Ryu runs untrusted LLM-driven agents that can execute code, run shell commands, spawn subprocesses, and make network calls. This document states our trust model honestly, names the boundaries we actually enforce, and is explicit about which defenses are real containment versus best-effort accident prevention.
Report security issues privately to security@ryuhq.com. Do not open a public issue for a
suspected vulnerability.
Please include:
- The affected file or mechanism (e.g.
tool_exec/deno_backend.rs, the SSRF guard, env-scrub). - A minimal reproduction or proof of concept.
- The impact: what boundary is crossed and what an adversary gains.
We aim to acknowledge a report within a few business days and to keep you updated as we triage and fix. Please give us reasonable time to ship a fix before any public disclosure.
- The LLM / agent is untrusted. Assume it is adversarial: it will try to run destructive commands, exfiltrate secrets, reach internal/metadata endpoints, escape the sandbox, and probe around pattern-based filters.
- The operator and the Core process are trusted. Core makes privileged calls on the agent's behalf; the agent never holds the keys directly.
- Containment is the OS and the sandbox process boundary, not in-process heuristics. A pattern matcher running inside the same trust domain as the thing it inspects is not a wall. A determined model can rephrase around it.
These are the three places where Ryu actually contains an adversarial agent:
- Deny-by-default code-exec sandbox. The always-on Deno backend spawns
deno runwith zero--allow-*flags plus--no-prompt: no network, no filesystem, no env, and any attempt fails instead of prompting (apps/core/src/tool_exec/deno_backend.rs). The optional wasmtime/WASI sandbox (featuresandbox-wasmtime) gives the same deny-by-default posture (apps/core/src/sandbox/mod.rs). RYU_TOKEN+ loopback-default bind + fail-closed remote/mesh auth. Core binds127.0.0.1:7980by default. If the mesh is enabled or the bind is non-loopback and no strongRYU_TOKENis set, Core refuses to start (enforce_remote_authinapps/core/src/server/mod.rs).--bind=0.0.0.0cannot bypass it.- Per-agent tool allowlists.
allowed_toolsscopes which tools an agent may call, enforced in-process for least privilege.
The command scanner, output redaction/DLP, the firewall, and env-scrub reduce blast radius and stop honest mistakes. They are not containment: a determined adversarial model can probe around pattern-based heuristics. Treat them as seat belts, not as the wall.
In scope (please report):
- Escape from declared isolation: sandbox or process escape from the Deno/WASI backend.
- Tool-allowlist bypass: invoking a tool an agent was not granted.
- Credential exfiltration via env-scrub bugs.
- Auth bypass or fail-open in remote/mesh binding (reachable off-box without a valid
RYU_TOKEN). - SSRF guard bypass: reaching loopback, private, link-local, or cloud-metadata targets.
- DLP/redaction bypass that leaks a real secret through an output path that should redact it.
Out of scope (by design, not a containment boundary):
- Heuristic-pattern bypass of the command scanner. It is accident prevention, not a wall.
- Prompt injection without a chained boundary violation.

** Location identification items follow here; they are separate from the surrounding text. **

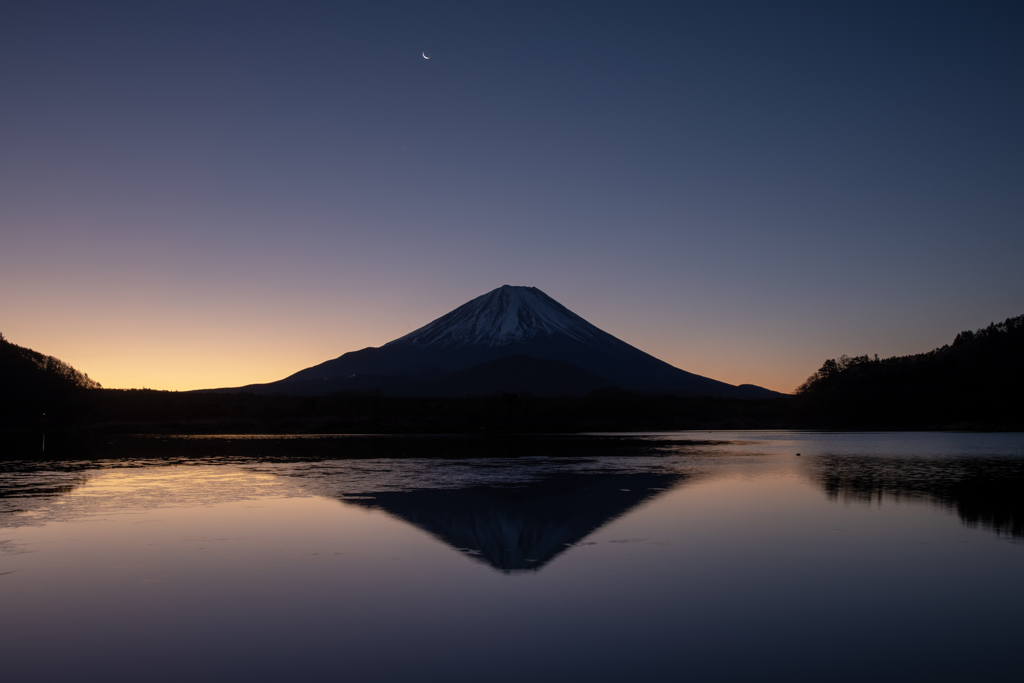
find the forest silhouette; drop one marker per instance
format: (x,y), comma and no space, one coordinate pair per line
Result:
(973,383)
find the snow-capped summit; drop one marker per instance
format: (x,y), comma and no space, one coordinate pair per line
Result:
(505,315)
(510,339)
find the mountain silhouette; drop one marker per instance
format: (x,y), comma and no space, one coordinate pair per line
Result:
(507,322)
(522,527)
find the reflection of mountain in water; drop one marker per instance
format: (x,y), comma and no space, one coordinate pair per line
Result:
(522,527)
(984,492)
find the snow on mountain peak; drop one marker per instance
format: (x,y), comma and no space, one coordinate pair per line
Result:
(505,315)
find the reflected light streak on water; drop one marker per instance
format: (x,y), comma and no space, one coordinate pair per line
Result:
(885,556)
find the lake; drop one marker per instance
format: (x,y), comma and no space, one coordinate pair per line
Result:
(666,556)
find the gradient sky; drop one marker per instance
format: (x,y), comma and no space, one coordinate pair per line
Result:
(213,194)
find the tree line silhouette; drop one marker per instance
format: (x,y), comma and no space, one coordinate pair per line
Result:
(973,383)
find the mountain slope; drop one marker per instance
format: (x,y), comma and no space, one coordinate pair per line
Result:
(506,322)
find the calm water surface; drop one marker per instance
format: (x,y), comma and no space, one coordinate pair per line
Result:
(697,556)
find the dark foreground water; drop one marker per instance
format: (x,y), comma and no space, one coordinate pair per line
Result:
(684,556)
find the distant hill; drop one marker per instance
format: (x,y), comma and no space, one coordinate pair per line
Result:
(505,323)
(977,381)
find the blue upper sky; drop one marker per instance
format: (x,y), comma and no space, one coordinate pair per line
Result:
(222,193)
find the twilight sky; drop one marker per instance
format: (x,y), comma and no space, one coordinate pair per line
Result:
(212,194)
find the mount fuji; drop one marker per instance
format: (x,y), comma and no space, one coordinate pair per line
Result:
(514,339)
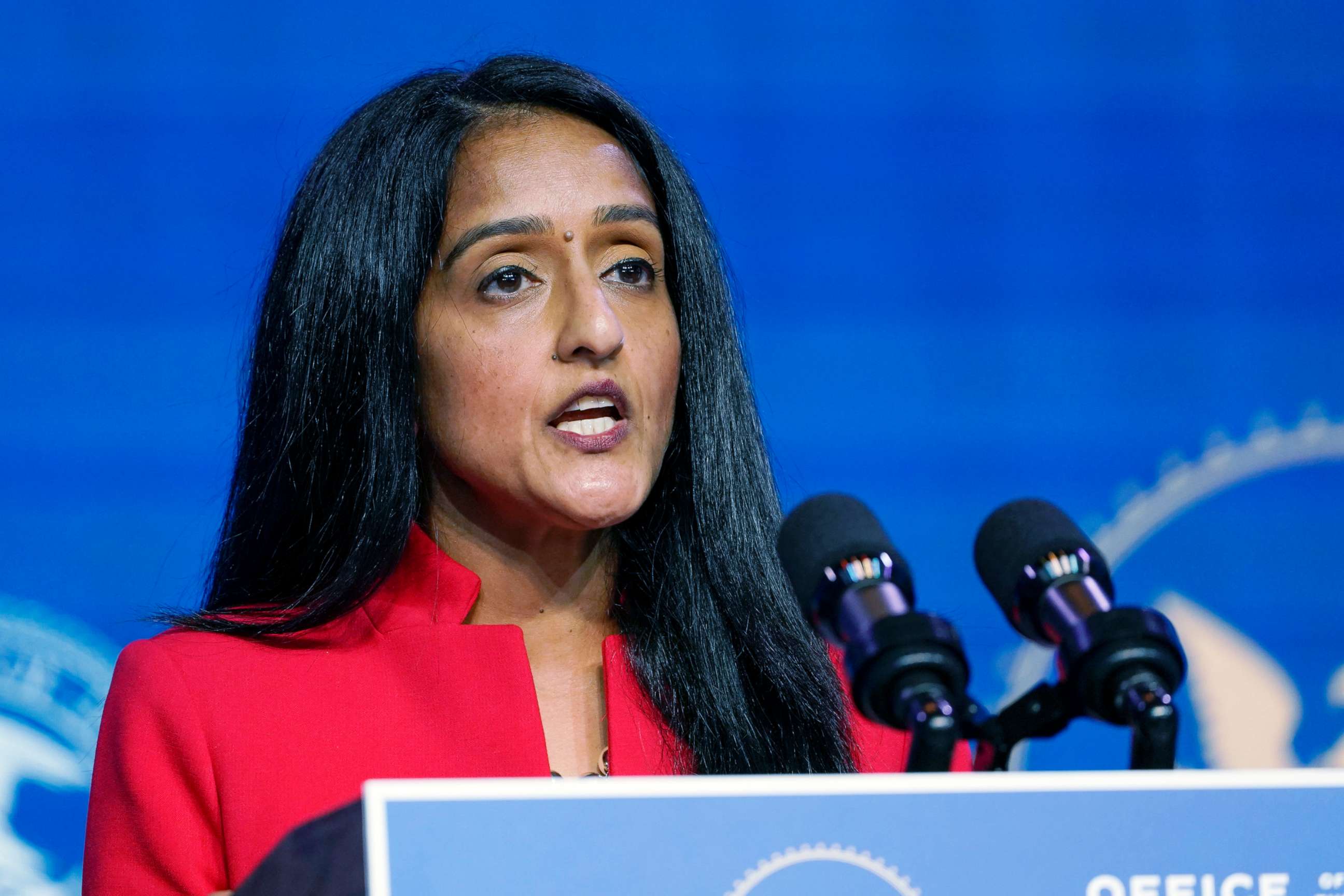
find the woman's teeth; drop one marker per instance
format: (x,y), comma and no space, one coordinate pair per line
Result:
(594,426)
(591,402)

- Third-party skill or plugin malice. Operator review before install is the boundary.
- Social-engineering the operator into approving an action. The operator is trusted.
- Run Core as a non-root user.
- Set a strong, random
RYU_TOKENbefore exposing Core beyond loopback. - Never bind
0.0.0.0without auth. - Lock down per-agent tool and channel allowlists to the minimum each agent needs.
- Review third-party skills and plugins before installing them.
- Keep
RYU_ALLOW_GATEWAY_FALLBACKunset in production (default-deny when the gateway is unreachable). - Set
RYU_EXEC_APPROVAL_MODE=manualfor untrusted workloads.